When the dust has settled, and the return stamp is in the passport, and the presents are all opened by families who have welcomed back intrepid global community builders, all we each has left is a series of discrete memories. And, for each of us, we stop and ask ourselves, I suppose (and dare to hope), “So, now what?” So what that we truly created what felt like real professional and personal connections with people whose daily lives could not be more different?
Searching for answers to “weave” (yes, eduWeavers was explicitly named to be able to speak about all of our interwoven relationships in an educational setting) together seemingly disparate activities, discussions, and goals, I asked my students to reflect upon a picture taken during the visit of eSibonisweni students to Saint Mark’s.
eSibonisweni Students Vounteer as Food Servers at Glide Church in San Francisco
I asked them to be as literal or creative as they wished for a one-hour free write with the above photo as a prompt. Experience has taught me that sometimes a lot of freedom elicits the most authentic responses. So, I did not even tell the students that they needed to comment on the visit. (A few wrote very interesting stories that were totally unrelated to the eSibonisweni visit.)
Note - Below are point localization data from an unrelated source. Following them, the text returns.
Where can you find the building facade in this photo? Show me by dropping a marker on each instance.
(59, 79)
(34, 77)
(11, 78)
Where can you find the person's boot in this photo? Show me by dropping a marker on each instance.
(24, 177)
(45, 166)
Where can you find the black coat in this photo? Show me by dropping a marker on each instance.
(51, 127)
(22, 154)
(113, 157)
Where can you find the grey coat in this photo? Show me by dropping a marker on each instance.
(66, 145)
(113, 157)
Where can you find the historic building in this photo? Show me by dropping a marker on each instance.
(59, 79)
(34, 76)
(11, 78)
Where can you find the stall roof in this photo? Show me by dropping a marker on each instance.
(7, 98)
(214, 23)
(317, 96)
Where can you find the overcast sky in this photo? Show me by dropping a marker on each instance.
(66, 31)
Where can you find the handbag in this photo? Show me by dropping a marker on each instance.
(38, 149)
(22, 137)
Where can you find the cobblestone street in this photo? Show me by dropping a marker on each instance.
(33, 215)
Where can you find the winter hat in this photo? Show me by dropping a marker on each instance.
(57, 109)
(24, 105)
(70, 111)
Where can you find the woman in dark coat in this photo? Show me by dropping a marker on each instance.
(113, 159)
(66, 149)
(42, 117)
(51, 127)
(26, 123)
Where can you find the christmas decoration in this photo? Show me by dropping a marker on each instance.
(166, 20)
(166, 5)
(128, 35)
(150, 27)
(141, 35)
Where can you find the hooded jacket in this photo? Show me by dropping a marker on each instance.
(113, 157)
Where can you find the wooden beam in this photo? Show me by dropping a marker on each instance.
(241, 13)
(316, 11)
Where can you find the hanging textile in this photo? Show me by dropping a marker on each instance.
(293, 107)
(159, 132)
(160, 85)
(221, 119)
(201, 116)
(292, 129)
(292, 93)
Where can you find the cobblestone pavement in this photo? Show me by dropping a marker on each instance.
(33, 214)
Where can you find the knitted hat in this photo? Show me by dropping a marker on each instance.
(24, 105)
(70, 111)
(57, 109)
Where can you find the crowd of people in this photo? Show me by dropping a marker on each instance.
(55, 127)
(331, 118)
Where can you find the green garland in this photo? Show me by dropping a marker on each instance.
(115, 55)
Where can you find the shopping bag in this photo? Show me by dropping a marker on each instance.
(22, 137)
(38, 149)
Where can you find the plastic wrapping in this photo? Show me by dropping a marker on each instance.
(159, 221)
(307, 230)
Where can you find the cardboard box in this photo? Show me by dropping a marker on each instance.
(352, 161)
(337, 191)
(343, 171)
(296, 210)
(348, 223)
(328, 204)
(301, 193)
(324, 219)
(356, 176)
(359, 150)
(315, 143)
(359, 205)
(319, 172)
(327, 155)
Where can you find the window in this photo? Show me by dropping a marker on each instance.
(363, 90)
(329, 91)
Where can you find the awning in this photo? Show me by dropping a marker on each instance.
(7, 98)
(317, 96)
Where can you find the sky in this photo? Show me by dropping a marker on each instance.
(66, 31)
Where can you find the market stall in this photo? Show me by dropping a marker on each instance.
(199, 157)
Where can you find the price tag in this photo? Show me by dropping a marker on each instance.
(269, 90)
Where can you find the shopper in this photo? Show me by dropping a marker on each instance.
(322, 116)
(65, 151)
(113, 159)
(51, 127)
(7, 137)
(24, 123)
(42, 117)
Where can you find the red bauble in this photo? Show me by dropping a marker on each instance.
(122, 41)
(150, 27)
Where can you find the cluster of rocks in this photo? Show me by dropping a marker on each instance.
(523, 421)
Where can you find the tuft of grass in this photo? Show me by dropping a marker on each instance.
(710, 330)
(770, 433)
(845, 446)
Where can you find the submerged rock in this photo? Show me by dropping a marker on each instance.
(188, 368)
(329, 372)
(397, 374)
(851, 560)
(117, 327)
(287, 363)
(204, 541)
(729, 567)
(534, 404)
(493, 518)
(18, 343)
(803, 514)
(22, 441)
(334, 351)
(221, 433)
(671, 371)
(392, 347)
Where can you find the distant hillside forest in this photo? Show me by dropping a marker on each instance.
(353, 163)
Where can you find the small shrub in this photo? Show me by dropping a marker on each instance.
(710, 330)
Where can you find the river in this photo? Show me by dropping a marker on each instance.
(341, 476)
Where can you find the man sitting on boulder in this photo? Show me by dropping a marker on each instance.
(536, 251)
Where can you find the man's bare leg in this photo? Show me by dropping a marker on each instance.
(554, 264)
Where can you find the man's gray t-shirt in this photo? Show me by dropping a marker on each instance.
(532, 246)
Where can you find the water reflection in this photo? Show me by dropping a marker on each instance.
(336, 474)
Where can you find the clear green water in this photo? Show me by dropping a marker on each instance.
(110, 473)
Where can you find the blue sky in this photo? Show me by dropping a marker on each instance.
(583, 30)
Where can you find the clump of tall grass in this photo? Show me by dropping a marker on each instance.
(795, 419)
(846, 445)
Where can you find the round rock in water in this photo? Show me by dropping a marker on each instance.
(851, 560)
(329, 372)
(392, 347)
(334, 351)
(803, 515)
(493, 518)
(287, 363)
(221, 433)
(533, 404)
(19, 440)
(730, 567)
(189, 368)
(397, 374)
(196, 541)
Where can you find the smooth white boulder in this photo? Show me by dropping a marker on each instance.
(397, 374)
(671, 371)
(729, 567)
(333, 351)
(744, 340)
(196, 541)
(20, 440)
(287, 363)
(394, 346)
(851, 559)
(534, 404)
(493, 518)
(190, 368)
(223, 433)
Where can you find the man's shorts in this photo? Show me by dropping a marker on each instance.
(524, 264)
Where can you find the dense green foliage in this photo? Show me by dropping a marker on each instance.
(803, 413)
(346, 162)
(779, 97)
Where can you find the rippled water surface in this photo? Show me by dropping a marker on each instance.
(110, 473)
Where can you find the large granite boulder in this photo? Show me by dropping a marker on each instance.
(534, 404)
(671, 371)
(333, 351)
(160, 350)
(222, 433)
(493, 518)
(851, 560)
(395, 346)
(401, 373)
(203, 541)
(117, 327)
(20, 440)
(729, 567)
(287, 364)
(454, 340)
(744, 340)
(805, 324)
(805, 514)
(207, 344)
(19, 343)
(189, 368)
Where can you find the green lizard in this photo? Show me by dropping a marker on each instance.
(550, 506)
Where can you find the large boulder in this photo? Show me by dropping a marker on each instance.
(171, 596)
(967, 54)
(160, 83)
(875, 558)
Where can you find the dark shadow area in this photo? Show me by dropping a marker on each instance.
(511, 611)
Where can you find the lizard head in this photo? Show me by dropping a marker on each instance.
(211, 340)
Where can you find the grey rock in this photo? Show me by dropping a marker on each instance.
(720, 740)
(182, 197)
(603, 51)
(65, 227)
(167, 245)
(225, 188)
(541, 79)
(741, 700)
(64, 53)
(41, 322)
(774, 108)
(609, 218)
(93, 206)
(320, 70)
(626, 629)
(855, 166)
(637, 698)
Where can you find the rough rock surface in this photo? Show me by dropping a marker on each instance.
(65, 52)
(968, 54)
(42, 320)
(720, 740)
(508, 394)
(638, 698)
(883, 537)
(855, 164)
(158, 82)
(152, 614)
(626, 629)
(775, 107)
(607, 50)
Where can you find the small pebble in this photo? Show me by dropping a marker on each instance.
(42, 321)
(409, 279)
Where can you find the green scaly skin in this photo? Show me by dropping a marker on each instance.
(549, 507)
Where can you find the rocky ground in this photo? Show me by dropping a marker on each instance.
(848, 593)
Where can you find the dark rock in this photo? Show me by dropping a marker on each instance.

Below are some excerpts from student work:
“There once were several kids from South Africa….they thought America was a rich place where everyone was wealthy or a place where everyone worked together in harmony. However, after arriving it became very clear that America is not so different from South Africa. There were big cities, but also more rural areas. There were fairly rich people, but there were also poor people. One day the kids went to to Glide to serve lunch along with members of a school called Saint Mark’s. At Glide the kids from South Africa learned about the various communities in the Bay Area, and they created friendships based upon helping each other out.”
“For some reason I couldn’t sleep that night. All I could think of was what it be like to live in South Africa with a tiny bit of money. What did he think of my big house, my hot shower, my dad’s new car?”
“When the learners and teachers came from South Africa, I felt like they were shy at first…By the end, they were having lots of fun, and they were very good friends to me. It just took time to get to know us well….I really miss them, and they will be in my memories forever and ever.”
And so, as I reflect on these baby steps towards connecting students across the globes in a common purpose – learning to understand and respect “the other” – I feel profoundly happy. No one said learning to run was easy, but we do it, one step at a time. And the “so, now what?”, well luckily I now have a room full of seventh graders and a school-wide community to brainstorm with me about that. Most importantly, I have a group of colleagues across the world who feel empowered to have their voice heard in answering that question, too. Our “global village” and collaborative process just happens to be connected by and facilitated with a satellite dish.